In the past, the ideological difference was a sort of key to unlock an easier relationship, a difference that could be conveniently parked or used as a kind of alibi. Thus, it seems difficult now to envisage another round of detente, such as was seen in the 1970s where both sides agreed to peaceful coexistence; or again in the 1980s, when Russia sued for peace, having been outspent in military and consumer spending by the United States, and looked forward to emulating the West. At these points, the two nuclear superpowers persuaded themselves and each other that the only thing dividing them was Marxist-Leninism; as we see now, there is more to the rivalry than that.

Indeed, the very adoption of a version of capitalism by the Russians – something unimaginable in the era of Stalin or Brezhnev – threatens the stability of the Russian state as it never could before. The USSR could always hide behind its isolated economy when it ran into a row with the West.
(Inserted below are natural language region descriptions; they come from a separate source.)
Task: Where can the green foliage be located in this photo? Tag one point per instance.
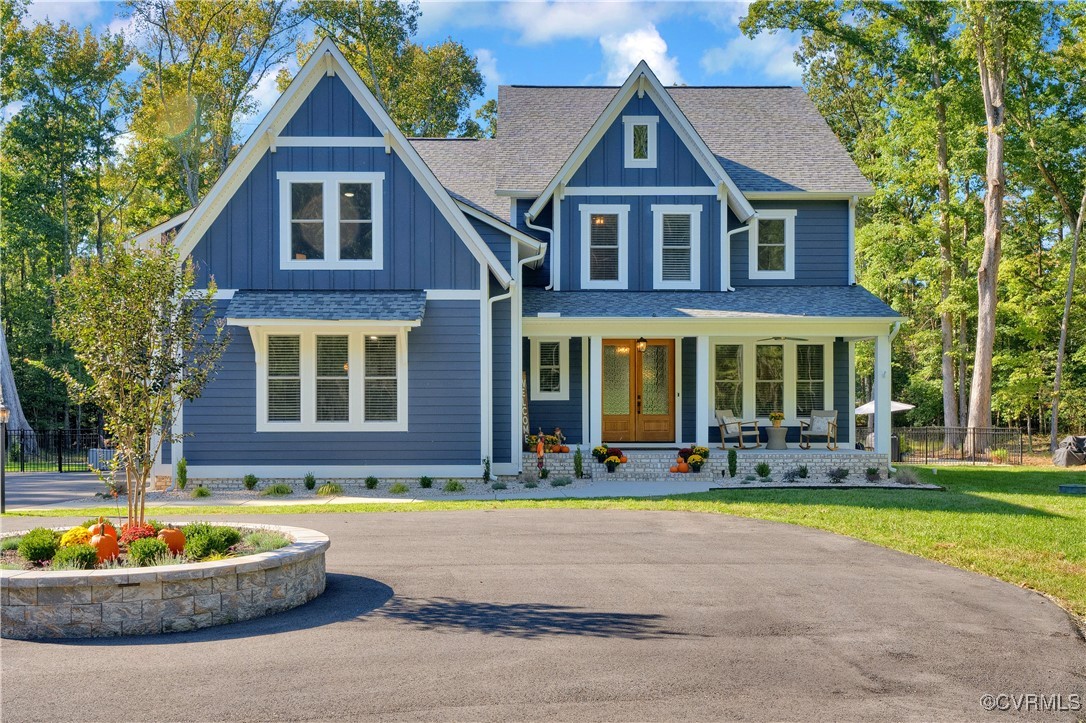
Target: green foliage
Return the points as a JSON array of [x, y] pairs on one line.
[[142, 552], [75, 557], [38, 545], [265, 541], [329, 490]]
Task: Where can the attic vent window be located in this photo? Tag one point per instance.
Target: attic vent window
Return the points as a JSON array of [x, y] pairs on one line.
[[640, 141], [330, 220]]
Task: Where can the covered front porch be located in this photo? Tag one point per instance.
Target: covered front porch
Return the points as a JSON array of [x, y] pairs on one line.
[[654, 381]]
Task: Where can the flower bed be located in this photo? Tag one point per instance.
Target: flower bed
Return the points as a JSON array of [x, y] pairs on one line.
[[51, 604]]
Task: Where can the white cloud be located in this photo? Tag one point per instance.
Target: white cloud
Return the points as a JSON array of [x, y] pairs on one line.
[[488, 65], [622, 52]]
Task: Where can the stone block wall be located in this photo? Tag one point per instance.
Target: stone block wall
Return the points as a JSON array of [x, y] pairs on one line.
[[163, 599]]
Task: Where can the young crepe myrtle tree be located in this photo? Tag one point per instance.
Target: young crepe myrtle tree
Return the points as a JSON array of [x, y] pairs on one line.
[[147, 342]]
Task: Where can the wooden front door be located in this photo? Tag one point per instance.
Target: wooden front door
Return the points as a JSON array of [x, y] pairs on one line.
[[639, 391]]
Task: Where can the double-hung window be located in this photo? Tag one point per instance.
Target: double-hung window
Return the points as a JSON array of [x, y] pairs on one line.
[[331, 220], [312, 380], [640, 141], [677, 246], [604, 242], [773, 244], [550, 369]]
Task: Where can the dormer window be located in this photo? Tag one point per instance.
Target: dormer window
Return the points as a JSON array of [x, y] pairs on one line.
[[330, 220], [640, 140]]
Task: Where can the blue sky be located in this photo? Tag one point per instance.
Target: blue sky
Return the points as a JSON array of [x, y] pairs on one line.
[[567, 42]]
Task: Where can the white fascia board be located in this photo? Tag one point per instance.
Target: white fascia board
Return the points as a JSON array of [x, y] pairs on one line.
[[532, 244], [679, 122], [147, 236], [328, 59]]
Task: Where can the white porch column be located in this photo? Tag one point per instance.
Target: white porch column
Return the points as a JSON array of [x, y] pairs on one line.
[[594, 390], [702, 433], [882, 394]]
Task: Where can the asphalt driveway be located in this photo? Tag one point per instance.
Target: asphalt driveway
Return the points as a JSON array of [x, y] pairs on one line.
[[580, 614]]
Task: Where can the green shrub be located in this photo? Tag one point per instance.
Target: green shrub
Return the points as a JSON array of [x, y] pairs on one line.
[[265, 541], [142, 552], [39, 545], [329, 490], [75, 557]]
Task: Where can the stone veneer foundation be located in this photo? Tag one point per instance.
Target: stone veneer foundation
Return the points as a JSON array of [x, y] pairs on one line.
[[163, 599]]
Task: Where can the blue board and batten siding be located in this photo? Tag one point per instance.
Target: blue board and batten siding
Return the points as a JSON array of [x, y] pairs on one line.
[[443, 407]]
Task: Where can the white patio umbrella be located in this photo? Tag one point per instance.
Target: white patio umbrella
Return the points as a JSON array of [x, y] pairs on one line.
[[869, 408]]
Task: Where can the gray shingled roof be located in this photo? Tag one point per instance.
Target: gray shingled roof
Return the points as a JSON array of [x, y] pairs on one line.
[[767, 139], [328, 305], [744, 302], [467, 167]]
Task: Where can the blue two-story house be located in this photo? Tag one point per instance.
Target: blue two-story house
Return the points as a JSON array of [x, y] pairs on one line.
[[619, 263]]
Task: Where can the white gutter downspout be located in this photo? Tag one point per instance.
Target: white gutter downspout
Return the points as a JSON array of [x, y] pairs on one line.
[[893, 332], [550, 236]]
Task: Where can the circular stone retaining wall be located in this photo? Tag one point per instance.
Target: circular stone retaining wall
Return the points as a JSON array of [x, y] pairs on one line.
[[166, 598]]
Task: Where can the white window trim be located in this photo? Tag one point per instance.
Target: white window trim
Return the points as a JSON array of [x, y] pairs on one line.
[[694, 212], [749, 400], [623, 244], [331, 181], [628, 123], [788, 216], [355, 376], [563, 393]]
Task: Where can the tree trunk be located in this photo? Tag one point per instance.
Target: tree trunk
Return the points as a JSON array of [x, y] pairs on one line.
[[1077, 232], [992, 64]]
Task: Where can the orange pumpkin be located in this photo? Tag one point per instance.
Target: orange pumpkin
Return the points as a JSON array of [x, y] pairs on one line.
[[174, 540], [103, 528], [105, 546]]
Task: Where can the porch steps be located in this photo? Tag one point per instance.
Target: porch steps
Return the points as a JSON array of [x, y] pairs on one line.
[[655, 465]]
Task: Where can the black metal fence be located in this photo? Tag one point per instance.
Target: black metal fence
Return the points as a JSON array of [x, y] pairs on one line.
[[53, 451], [952, 445]]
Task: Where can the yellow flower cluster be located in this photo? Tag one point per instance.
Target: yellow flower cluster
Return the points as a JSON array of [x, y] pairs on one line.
[[75, 536]]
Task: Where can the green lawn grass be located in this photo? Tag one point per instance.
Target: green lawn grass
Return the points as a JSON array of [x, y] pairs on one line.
[[1006, 522]]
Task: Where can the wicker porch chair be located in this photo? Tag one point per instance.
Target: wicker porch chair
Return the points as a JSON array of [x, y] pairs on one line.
[[821, 422], [732, 426]]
Today a more open Russian economy is far more vulnerable. A fully convertible rouble can be made to crash, along with its bond and equity markets; Western investors can withdraw their money and their technology; economic sanctions can inflict harsh personal damage on oligarchs and rulers and the common people alike, as they could not so easily in the days of commissars and kolkhozes.

Recent weeks have seen such damage being inflicted on the Russian economy. Far from persuading Russia to own up to its sins or ease up on its aggression, it may simply make Putin and his gang seek refuge in a more Soviet-style self-sufficient, isolationist economy, with even less contact with the West. In the meantime, such destabilisation may make Russia’s leaders even more trigger-happy. The West’s new financial and economic leverage on Russia could actually make both sides less stable and secure. What, for example, if Russia simply reneged on its debts and nationalised assets belonging to the likes of Samsung, BP or General Motors? It has been done before.

Sooner or later, surely the West and Russia will need to start talking again, and to move on from where we find ourselves today. The alternative is the kind of permanent, unending and usually tense Cold War that endured for three decades or so after the Second World War. Russia – and particularly Putin’s circle – should certainly be sanctioned for its actions and made to pay an economic price for what it has done. The West should put a show of strength wherever Russia or its proxies probe Western defences or resolve – be it Syria or Estonia or Yemen. And when they use chemical weapons.

Yet the escalation, logically, has to stop at some point before the risks to the human race become extreme. Difficult as it may be, we may soon have to exert some extra caution over how we react to Russia’s aggression, lies and deceptions, in the hope of some reciprocal clam from the Kremlin. Backdoor diplomacy will again be needed to dial down the tension. The question is, though, whether paranoid Russia is also ready to “cool it” before our new Cold War turns even hotter, and more Syrians get gassed to death.